En cinq secondes à peine, le commandant Wu et Violetta furent rendus à l’endroit désigné. Mais à l’instant même où Daniel réintégrait le continuum normal, quelle ne fut pas la surprise des deux fugitifs de se retrouver entourés par un demi régiment de mousquetaires du Cardinal, l’épée hors du fourreau, des soldats tous dévoués à leur souverain, les attendant de pied ferme. Ils étaient reconnaissables à leurs casaques rouges, leurs croix noires, leurs feutres empanachés, leurs larges bottes courtes à retroussis, leurs barbes en pointe, taillées à la royale, leurs baudriers de fantaisie, leurs cols de dentelle et leurs mines altières. Derrière la troupe, se tenait debout, solidement campée sur ses jambes, Pamela Johnson, alias Milady de Glenn, toute vêtue de cuir, ses cuisses musclées moulées dans des cuissardes. A la voir ainsi, on l’aurait crue sortie d’un roman de cape et d’épée. De sa voix inimitable, empreinte d’une ironie sarcastique, elle jeta:
- Croyais-tu donc réussir à t’échapper sans que je ne m’en aperçoive? Daniel éloigne donc ta chère nièce encombrante! J’ai décidé de jouer avec toi! Attrape ceci et défends-toi! Montre-moi ta dextérité proverbiale. Je veux pouvoir t’admirer dans tes œuvres!

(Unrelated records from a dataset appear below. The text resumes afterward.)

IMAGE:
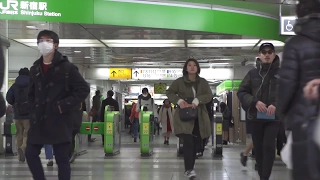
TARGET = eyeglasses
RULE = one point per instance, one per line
(266, 52)
(45, 40)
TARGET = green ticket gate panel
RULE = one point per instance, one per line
(112, 135)
(97, 128)
(86, 128)
(146, 133)
(13, 129)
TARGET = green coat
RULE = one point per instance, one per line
(182, 89)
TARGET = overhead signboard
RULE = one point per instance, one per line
(47, 10)
(173, 74)
(156, 73)
(287, 25)
(120, 73)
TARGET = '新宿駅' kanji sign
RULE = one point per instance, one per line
(47, 10)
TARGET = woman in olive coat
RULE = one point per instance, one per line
(191, 86)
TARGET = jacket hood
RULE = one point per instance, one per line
(274, 65)
(22, 80)
(144, 98)
(57, 59)
(309, 26)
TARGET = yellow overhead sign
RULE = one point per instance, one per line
(120, 73)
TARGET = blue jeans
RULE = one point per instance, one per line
(135, 127)
(49, 151)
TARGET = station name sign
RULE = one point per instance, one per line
(287, 25)
(26, 8)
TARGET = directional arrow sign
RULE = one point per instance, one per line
(113, 73)
(136, 73)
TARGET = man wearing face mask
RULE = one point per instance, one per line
(55, 94)
(257, 94)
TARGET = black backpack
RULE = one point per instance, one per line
(21, 105)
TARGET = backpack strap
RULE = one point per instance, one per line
(67, 68)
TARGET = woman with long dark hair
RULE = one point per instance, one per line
(191, 91)
(300, 65)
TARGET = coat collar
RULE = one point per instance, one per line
(57, 59)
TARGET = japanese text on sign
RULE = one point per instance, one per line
(146, 128)
(109, 128)
(156, 73)
(219, 128)
(27, 8)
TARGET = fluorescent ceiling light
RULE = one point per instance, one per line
(31, 27)
(156, 43)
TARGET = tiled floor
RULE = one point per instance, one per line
(164, 165)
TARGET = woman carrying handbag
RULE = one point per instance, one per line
(191, 119)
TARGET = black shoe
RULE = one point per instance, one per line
(50, 163)
(243, 159)
(73, 157)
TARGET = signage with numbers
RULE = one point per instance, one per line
(71, 11)
(109, 128)
(156, 73)
(120, 73)
(146, 128)
(219, 128)
(287, 25)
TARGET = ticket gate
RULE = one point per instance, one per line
(2, 146)
(146, 132)
(217, 148)
(112, 132)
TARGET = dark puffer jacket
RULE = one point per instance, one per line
(301, 64)
(253, 89)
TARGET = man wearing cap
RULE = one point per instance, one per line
(257, 94)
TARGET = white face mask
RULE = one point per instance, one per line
(45, 48)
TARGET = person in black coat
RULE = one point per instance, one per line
(55, 93)
(300, 64)
(112, 103)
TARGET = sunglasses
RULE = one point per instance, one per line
(266, 52)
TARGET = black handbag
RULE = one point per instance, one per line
(188, 113)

Acceptant ce défi avec un sourire amusé, Daniel Wu éloigna Violetta des spadassins tout en se saisissant prestement des deux rapières lancées à son intention par son ennemie. Aussitôt, les mousquetaires se mirent en garde et engagèrent le combat, bien inégal. A tort, ils pensaient en avoir fini très vite avec le fugitif.
Prime, tierce, quinte, quarte, sixte, seconde… Daniel Lin était partout à la fois. Ses deux épées virevoltaient, éblouissantes, presque invisibles, fendaient l’air, flamboyaient un dixième de seconde sous la Lune, perçaient indifféremment bras, poitrines, jambes, tailladaient les chairs à qui mieux mieux, et désarmaient les mousquetaires.
C’était un spectacle merveilleux, comme si le commandant Wu n’avait pas eu deux lames mais des centaines!
Effrayés et fascinés à la fois, les sbires s’exclamaient qui avec un accent gascon, qui avec un accent marseillais ou encore avec une pointe d’intonation picarde.
- Maroufle! Sang Dieu! Je suis touché!
- As pas pur! C’n’est pas Diou possible!
- Troun de l’aïre! Il m’a eu!
Un à un, blessés, les soldats succombaient se retiraient, grimaçant de douleur, dépités et échaudés, n’osant plus se mesurer à ce démon incarné. Bientôt, il ne resta plus en lice, face au commandant, qu’un géant blond roux, flamberge au vent, lissant ses énormes moustaches et sa royale, vêtu avec une certaine recherche tapageuse, sa gorge entourée d’une cravate de dentelle.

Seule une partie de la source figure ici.